Musitando desdén hacia sí mismo, se desahogó en la soledad de aquel lugar.
La partida del eficaz y poderoso ejército de Kai se pospuso y los hombres pasaron el verano sin hacer nada. Pero cuando llegó el otoño volvieron a oírse rumores en las montañas occidentales y las colinas orientales.
***
Un agradable día otoñal Shingen cabalgó hasta la orilla del río Fuefuki. Acompañado por unos pocos ayudantes, su briosa figura, bañada por el sol de otoño, parecía enorgullecerse de la perfecta administración de su provincia. Sus sentidos estaban en armonía con el amanecer de una nueva era. «¡Ahora es el momento!», se decía.

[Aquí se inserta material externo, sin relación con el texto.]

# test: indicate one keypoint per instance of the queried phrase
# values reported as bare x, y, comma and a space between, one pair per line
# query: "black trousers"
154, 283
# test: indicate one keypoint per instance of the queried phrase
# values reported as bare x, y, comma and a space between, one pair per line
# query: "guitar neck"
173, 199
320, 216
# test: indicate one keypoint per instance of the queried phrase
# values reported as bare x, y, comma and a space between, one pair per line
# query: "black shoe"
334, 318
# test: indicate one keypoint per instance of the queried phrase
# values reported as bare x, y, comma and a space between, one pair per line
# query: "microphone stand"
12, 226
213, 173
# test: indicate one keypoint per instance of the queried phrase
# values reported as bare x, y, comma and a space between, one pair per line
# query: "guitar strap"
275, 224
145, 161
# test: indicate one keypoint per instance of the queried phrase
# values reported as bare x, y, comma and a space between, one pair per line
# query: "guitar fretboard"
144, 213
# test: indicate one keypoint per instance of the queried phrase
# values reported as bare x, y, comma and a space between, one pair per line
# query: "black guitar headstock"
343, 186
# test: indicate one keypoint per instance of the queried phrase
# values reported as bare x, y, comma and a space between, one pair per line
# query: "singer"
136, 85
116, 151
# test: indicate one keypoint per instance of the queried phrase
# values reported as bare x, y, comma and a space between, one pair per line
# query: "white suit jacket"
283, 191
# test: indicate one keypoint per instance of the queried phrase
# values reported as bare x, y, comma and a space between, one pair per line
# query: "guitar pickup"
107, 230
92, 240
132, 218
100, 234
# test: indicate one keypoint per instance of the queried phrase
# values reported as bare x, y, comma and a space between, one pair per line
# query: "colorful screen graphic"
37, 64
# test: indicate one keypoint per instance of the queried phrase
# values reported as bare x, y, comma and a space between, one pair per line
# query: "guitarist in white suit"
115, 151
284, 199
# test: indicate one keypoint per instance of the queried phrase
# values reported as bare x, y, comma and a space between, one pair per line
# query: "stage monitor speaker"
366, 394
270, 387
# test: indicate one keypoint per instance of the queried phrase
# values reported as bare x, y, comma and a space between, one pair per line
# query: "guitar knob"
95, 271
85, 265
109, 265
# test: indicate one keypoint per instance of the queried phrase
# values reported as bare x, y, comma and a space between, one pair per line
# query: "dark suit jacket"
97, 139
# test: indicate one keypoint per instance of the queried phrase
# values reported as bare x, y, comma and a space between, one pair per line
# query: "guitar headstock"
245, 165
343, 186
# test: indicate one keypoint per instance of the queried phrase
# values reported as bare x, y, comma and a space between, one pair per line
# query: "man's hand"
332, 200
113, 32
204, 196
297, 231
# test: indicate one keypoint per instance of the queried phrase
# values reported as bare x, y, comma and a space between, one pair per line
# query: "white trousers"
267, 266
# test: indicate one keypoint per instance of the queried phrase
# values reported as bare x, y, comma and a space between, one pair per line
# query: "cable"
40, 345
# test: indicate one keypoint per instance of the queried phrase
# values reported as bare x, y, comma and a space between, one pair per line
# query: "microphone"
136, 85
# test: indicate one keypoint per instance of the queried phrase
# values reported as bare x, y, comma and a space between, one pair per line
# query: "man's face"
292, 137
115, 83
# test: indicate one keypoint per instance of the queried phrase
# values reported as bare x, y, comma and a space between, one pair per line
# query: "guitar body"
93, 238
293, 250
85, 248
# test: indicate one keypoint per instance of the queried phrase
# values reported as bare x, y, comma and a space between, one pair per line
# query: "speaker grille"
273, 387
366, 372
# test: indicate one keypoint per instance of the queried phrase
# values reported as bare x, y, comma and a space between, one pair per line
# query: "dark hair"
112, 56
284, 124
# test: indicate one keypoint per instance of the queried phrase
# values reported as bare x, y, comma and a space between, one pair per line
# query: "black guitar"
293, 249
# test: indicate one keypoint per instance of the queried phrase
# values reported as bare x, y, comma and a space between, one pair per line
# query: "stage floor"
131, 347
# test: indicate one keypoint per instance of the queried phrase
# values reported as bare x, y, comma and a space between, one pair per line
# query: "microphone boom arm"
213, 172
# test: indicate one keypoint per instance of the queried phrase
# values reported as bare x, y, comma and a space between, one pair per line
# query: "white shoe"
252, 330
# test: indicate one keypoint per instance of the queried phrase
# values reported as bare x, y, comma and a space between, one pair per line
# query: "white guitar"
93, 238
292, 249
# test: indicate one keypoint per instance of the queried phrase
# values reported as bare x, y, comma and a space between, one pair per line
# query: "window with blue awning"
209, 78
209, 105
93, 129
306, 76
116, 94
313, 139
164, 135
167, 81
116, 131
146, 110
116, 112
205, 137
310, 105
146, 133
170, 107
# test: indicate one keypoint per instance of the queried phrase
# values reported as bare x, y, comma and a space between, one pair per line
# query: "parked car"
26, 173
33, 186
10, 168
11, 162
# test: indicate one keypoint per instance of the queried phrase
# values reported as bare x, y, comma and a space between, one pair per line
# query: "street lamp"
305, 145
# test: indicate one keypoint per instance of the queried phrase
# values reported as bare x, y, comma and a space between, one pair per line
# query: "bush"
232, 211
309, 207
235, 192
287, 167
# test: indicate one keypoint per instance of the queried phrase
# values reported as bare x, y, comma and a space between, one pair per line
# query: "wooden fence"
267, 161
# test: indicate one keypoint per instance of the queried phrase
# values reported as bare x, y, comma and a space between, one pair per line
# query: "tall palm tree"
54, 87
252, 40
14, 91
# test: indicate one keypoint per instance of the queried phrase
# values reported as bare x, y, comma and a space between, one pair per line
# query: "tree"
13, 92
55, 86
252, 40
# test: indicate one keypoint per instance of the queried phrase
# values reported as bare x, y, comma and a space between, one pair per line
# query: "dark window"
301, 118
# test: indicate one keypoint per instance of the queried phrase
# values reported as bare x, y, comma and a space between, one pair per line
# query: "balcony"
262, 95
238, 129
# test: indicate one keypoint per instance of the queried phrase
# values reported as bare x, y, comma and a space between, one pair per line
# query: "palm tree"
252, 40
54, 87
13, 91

La placa en el portal del templo decía «Kentokuzan». Era allí donde vivía Kaisen, el hombre que había enseñado a Shingen los secretos del Zen. Shingen respondió a los saludos de los monjes y entró en el jardín. Como sólo se proponía hacer una breve visita, no quiso entrar en el templo principal.
Cerca de allí había una pequeña casa de té con sólo dos habitaciones. Fluía el agua de un manantial, y las hojas amarillas de gingko habían caído en la tubería de agua tendida a través del musgo fragante de un jardín de rocas.
—He venido a despedirme, Vuestra Reverencia.
Kaisen asintió al oír estas palabras.
—Entonces ¿finalmente os habéis decidido?
—He tenido bastante paciencia al esperar que llegase esta oportunidad, y creo que este otoño la suerte ha cambiado de alguna manera en mi favor.
—Tengo entendido que los Oda van a llevar a cabo una ofensiva hacia el oeste —dijo Kaisen—. Nobunaga parece estar organizando un ejército incluso mayor que el del año pasado, a fin de destruir el monte Hiei.
—Todo les llega a quienes esperan —replicó Shingen—. He recibido varias cartas del shogun en las que dice que si atacara a los Oda por la retaguardia, los Asai y Asakura se levantarían al mismo tiempo y, con la ayuda añadida del monte Hiei y Nagashima, tan sólo dando una patada a Ieyasu, avanzaré rápidamente hacia la capital. Pero no importa lo que haga, Gifu seguirá siendo peligrosa. No quiero repetir la actuación de Imagawa Yoshimoto, por lo que he esperado la oportunidad adecuada. Tengo la intención de coger desprevenida a Gifu, pasar como una tronada por Mikawa, Totomi, Owari y Mino y luego ir a la capital. Si logro hacer eso, creo que recibiré el Año Nuevo en Kyoto. Espero que Vuestra Reverencia se mantenga con buena salud.
—Si así han de ser las cosas... —dijo Kaisen tristemente.